Na rua outros vultos silenciosos: um bando de mascarados apressados em direção ao ponto de ônibus. Que chega quase lotado. Alguns sentam, outros agarram firmemente as barras de apoio, aos poucos o ar se aquece, as máscaras sufocam, o rodar dos pneus embalança os corpos até o próximo solavanco. Ninguém fala, as cabeças vão projetando filmes particulares: imagens de casa, de conversas, planos de trabalho, advertências de saúde, expectativas. A costurar as imagens aquela frase inútil do ”fique em casa”, tão inútil quanto os inúteis que ficam em casa e não trabalham, ou dizem que trabalham num tal de romófice.
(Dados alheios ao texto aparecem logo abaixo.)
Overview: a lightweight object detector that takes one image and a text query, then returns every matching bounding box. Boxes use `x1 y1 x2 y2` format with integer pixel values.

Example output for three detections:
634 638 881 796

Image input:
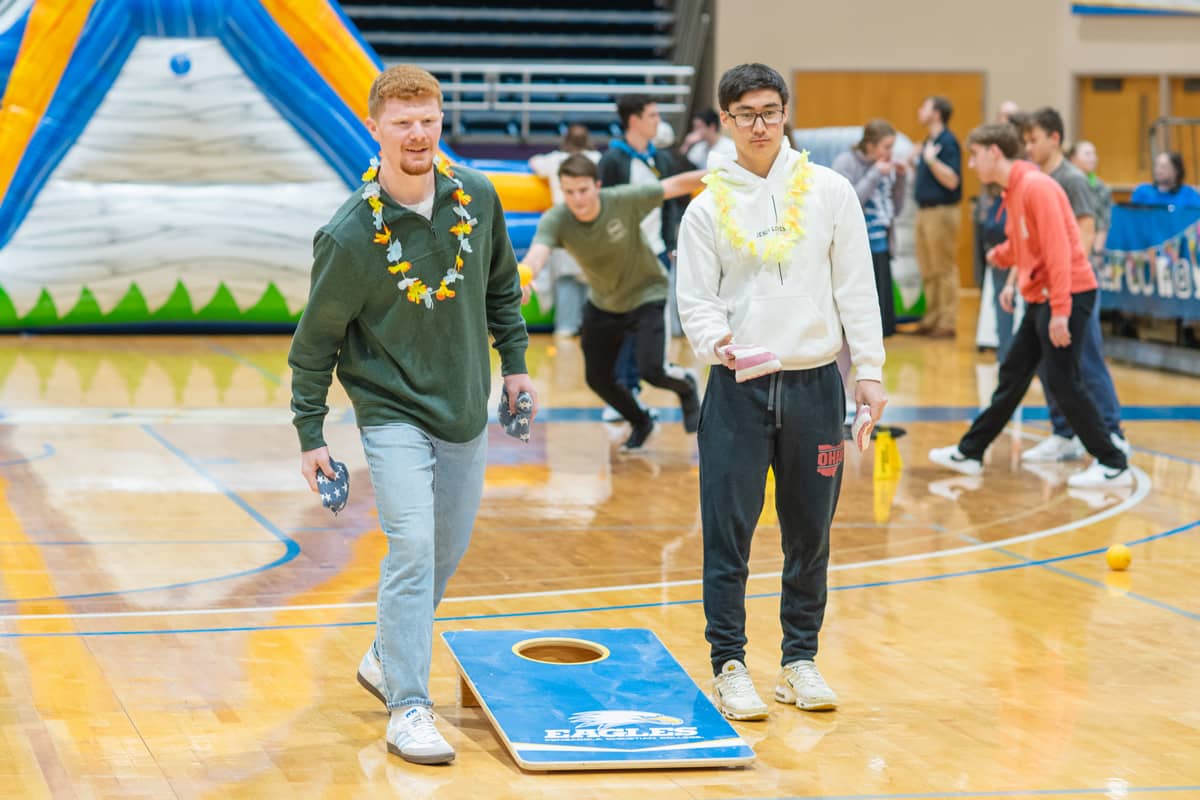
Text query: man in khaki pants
914 96 962 338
Se ficasse em casa, poderia estar mais seguro, mas a quem poderia recorrer se perdesse o emprego no açougue? Já foi tão difícil seu Amadeu me contratar. Se eu disser que vou ficar em casa, posso assinar a demissão, pensava Delvair. O filme na cabeça reprisava as imagens de queixas da mulher, de pedidos chorosos do filho, de bolsos vazios, de caminhadas sem fim em busca de emprego, de idas inúteis à agência do trabalhador, de noites em claro. “Fique em casa!”: isto é coisa pra riquinho ou pra aposentado.
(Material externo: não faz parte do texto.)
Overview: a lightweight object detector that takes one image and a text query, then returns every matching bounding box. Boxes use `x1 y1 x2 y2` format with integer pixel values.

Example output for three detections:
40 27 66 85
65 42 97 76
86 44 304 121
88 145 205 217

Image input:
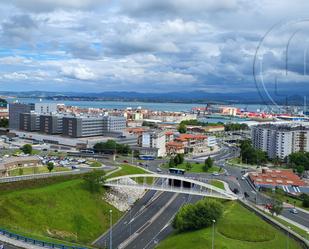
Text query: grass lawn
157 201 301 249
108 164 153 184
264 212 308 239
210 180 225 190
9 166 71 176
0 177 122 245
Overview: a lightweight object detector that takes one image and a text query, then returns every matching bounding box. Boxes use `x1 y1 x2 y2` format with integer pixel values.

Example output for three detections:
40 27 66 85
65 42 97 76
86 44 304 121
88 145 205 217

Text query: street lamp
286 226 291 249
211 220 216 249
109 209 113 249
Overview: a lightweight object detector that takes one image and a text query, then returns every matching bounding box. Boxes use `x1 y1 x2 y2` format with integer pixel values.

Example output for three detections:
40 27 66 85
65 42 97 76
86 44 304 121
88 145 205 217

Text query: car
290 208 298 214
O terminal ferve de gente. Lá na frente uma fila pra passar álcool em gel. Já que tem que andar pelas ruas, um pouco de cuidado tem que ter: a tevê insiste nisso. Ainda vai andar uns quarteirões até chegar ao trabalho. É gente andando pra todos os lados, todos muito próximos, alguns sem máscara. É confiar em Jesus e seguir em frente.
Seu Amadeu no caixa parece ficar menos ansioso quando Delvair entra. Imediatamente o rapaz veste avental e gorro e vai pro fundo do açougue começar a fatiar a carne e separar o que vai para o balcão e o que fica na geladeira.
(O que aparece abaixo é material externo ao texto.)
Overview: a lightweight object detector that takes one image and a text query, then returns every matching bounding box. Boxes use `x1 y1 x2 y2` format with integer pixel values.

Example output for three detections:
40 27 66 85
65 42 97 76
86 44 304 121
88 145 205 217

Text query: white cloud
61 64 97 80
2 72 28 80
Hoje a carne veio bonita, parece macia. Corta, limpa, separa. Algumas peças vão temperadas pro churrasco da moçada. E o dia corre em trabalho, mal tem tempo de almoçar, de beber uma água, de lavar as mãos. Ainda bem que os fregueses voltaram: se continuasse aquela venda mixuruca talvez perdesse o emprego. Agora não.
Seu Amadeu liga a tevê e lá pelo meio do noticiário, um jornalista com cara de tragédia anuncia que o número de infectados subiu, que é preciso aumentar os cuidados, que talvez fosse melhor fechar o comércio. Tá louco, o privilegiado! Lá no estudiozinho com ar condicionado, terno elegante, voz macia, sorriso colgate, lá tudo pode. Mas a vida real é esta aqui: se não sair, não trabalha. Se não trabalhar, não põe comida na mesa, nem filho na escola. Vivem todos no mundo da lua, como dizia meu pai.
Hora de ir para casa. Mesmo caminho, mesmo terminal, mesmo ônibus lotado, mesmos perigos. Em casa um afago no filho, um beijo rápido na mulher, um jantar de luxo (seu Amadeu lhe deu uns retalhos de carne), um pouco de futebol na tevê e cama.
Logo o despertador vai tocar. Ele vai levantar e fazer tudo igual. Talvez lá pela frente tenha um encontro marcado com o tal coronavírus. Isso será uma quebra da rotina, uma novidade. Ou talvez a última novidade.